Being cautious about trying new things, I first just inched up from the RDAs in my dosing and got nothing noticeable, but then I took 200 mg B6 and my energy jumped from flattened to full normal (not “high”). (By then I had heard Carlton Fredericks speak in his radio broadcasts of Dr. Marshall Mandell’s success treating allergies with 500 mg. B6 and 500 mg. vitamin C.) Encouraged by that, I found that 200 mg. B6 stopped bright lights from hurting my eyes. And taking 50 mg. to 100 mg. B6 with meals containing unsaturated oils ended the indigestion I had suffered. I also took lesser amounts of all the B-complex, for they work as a team. (In fact, all the nutrients work as mix-and-match-as-needed teams.)
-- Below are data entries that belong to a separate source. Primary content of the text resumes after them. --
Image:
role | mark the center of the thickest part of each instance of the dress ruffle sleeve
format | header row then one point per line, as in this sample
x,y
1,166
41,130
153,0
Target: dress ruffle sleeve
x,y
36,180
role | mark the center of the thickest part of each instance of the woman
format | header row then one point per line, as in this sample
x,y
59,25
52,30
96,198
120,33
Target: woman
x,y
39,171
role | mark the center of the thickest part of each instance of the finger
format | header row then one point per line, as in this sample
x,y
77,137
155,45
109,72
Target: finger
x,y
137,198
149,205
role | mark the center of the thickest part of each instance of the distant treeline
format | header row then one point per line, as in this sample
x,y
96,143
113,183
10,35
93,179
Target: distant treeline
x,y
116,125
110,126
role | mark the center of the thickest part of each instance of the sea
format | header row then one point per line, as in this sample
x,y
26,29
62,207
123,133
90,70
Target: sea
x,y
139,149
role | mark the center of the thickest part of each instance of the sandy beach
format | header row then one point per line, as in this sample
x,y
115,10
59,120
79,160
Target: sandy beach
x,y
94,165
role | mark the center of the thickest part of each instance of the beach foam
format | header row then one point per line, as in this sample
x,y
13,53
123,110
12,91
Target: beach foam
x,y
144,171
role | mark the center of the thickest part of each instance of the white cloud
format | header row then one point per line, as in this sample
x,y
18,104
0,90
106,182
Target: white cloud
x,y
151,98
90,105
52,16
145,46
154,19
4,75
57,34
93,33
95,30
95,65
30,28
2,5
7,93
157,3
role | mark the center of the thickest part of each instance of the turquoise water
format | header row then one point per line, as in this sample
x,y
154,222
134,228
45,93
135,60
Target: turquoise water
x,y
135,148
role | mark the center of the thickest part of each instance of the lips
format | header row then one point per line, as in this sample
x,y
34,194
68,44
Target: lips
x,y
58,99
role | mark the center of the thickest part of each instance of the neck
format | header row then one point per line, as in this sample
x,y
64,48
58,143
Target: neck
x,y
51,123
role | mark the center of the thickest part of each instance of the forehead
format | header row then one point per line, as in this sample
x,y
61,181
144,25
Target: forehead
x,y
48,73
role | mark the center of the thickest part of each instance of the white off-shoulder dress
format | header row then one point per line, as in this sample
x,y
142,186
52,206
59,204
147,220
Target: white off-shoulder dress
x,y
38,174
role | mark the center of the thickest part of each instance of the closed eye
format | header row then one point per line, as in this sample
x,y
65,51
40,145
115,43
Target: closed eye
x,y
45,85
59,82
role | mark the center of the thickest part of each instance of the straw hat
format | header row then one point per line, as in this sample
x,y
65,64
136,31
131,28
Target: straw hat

My post Health: Natural Anti-Infectives shows why these and many other successes were not “placebo effects,” not wishful thinking.
In that post, you will also see that I cite a wide range of references.
Perhaps most amazing of all, under the circumstances, are:
— A 2010 paper showing that chemicals called “zinc ionophores” carry zinc ions into human cells, where the ions stop a whole class of RNA viruses from reproducing, including SARS and influenza [and the SARS-CoV-2 virus—the Covid virus].
—A 2014 paper showing that two food substances, quercetin from some fruits and vegetables, and EGCG from green tea, are zinc ionophores.
—A 2014 paper showing that chloroquine is a zinc ionophore [hence, hydroxychloroquine too].
In writing this post, I also found “Chloroquine is a potent inhibitor of SARS coronavirus infection and spread,” 2005. Click for it Here. Granted, it was in primate cells in culture, but wouldn’t it have been worth serious follow-up? The authors certainly thought so. But of course, that follow-up didn’t happen, or was forgotten, or was suppressed; or else, everyone would have known about it years ago.